Cette révélation se fait progressivement, à l’occasion des évènements de la vie familiale ou, tout simplement, dans la vie de tous les jours. Ne jamais parler contre la vérité mais ne pas dire plus que ce que l’enfant peut ou désire entendre. Ce serait monstrueux de lui dire : « Tu n’es pas comme les autres, tu es handicapé, cela se voit : tu es trisomique ». Lui dire par contre, à l’occasion : « Je sais que pour toi c’est plus difficile que pour un autre, tu le sais aussi… je sais que tu as peur mais tu sais que je suis là pour t’aider, alors tous les deux, on va y arriver si tu le veux bien ».

C’est en agissant ainsi que l’on peut l’aider à progresser et à vaincre ses peurs et qu’un jour, devenu adulte, il pourra dire avec un immense sourire, comme je l’ai entendu de la bouche d’un garçon qui me montrait son premier bulletin de salaire : « Dis donc, c’est drôlement bien pour un trisomique 21 » ou qu’il pourra écrire, comme vient de le faire une petite fille : « Tu sais, j’ai eu la piqûre, j’ai été courageuse, j’ai pas pleuré ! »

La prise de conscience du handicap est bénéfique à la personne handicapée, même si elle est difficile à vivre ; elle est nécessaire, incontournable.

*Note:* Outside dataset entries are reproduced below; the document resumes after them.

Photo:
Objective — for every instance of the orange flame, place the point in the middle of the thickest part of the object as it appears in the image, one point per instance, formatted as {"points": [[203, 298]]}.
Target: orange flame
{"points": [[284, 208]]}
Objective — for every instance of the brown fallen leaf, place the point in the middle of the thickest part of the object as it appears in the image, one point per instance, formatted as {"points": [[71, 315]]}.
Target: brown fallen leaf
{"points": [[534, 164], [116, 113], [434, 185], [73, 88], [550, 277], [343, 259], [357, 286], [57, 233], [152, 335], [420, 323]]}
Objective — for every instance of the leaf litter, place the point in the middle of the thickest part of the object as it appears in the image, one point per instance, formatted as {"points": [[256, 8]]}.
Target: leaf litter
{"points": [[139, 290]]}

Ce qui est refusé, ce sont les bonnes paroles, la pitié, les fausses consolations. Les parents se disent « inquiets » devant la question, plus réticents que les personnes handicapées elles-mêmes tant ils craignent, à juste titre, la souffrance pour leur enfant et les réactions de révolte bien normales… « Je veux pas être handicapé, moi », criait un petit garçon porteur de trisomie 21 à qui la maman expliquait qu’il devait quitter l’école où allaient ses frères pour entrer en IME. Cette quête montre bien, qu’on le veuille ou non, que tous ont conscience d’être différents, même ceux qui sont plus sévèrement handicapés… même ces enfants beaucoup plus handicapés que les autres trisomiques 21 et qui ne semblent n’avoir aucun éveil comprennent beaucoup plus de choses qu’on ne le croit et leur comportement auto-agressif est, bien souvent, l’expression d’une immense souffrance.

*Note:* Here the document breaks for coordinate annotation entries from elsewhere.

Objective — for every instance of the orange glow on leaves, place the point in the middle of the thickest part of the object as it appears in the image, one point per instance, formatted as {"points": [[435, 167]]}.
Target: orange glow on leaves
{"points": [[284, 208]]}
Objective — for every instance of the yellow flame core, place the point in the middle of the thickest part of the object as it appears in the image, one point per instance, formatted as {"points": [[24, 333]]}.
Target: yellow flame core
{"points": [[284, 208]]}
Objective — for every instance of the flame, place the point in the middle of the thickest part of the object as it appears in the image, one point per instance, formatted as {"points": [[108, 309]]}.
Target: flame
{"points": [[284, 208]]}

S’il est des questions auxquelles les mots ne peuvent donner aucune réponse satisfaisante, comme par exemple « Pourquoi moi ? Pourquoi pas les autres ? », il est toujours possible de faire comprendre que l’on a entendu la question, qu’elle est justifiée de même que la révolte mais que les performances, la réussite, la beauté, l’intelligence, ne sont pas tout dans la vie. La valeur est ailleurs… elle est peut-être, simplement, dans la qualité du regard dépouillé de fatuité, d’égocentrisme, qui permet de voir l’autre sans nier ce qu’il est, sans imaginer ce qu’il devrait être ou faire pour nous plaire, pour nous rassurer, pour combler notre fierté ; regard qui permet de l’accueillir tel qu’il est, à égalité de valeur avec nous-mêmes tout simplement parce qu’il est un homme, handicapé ou bien portant, embarqué, comme nous, dans l’aventure de la vie.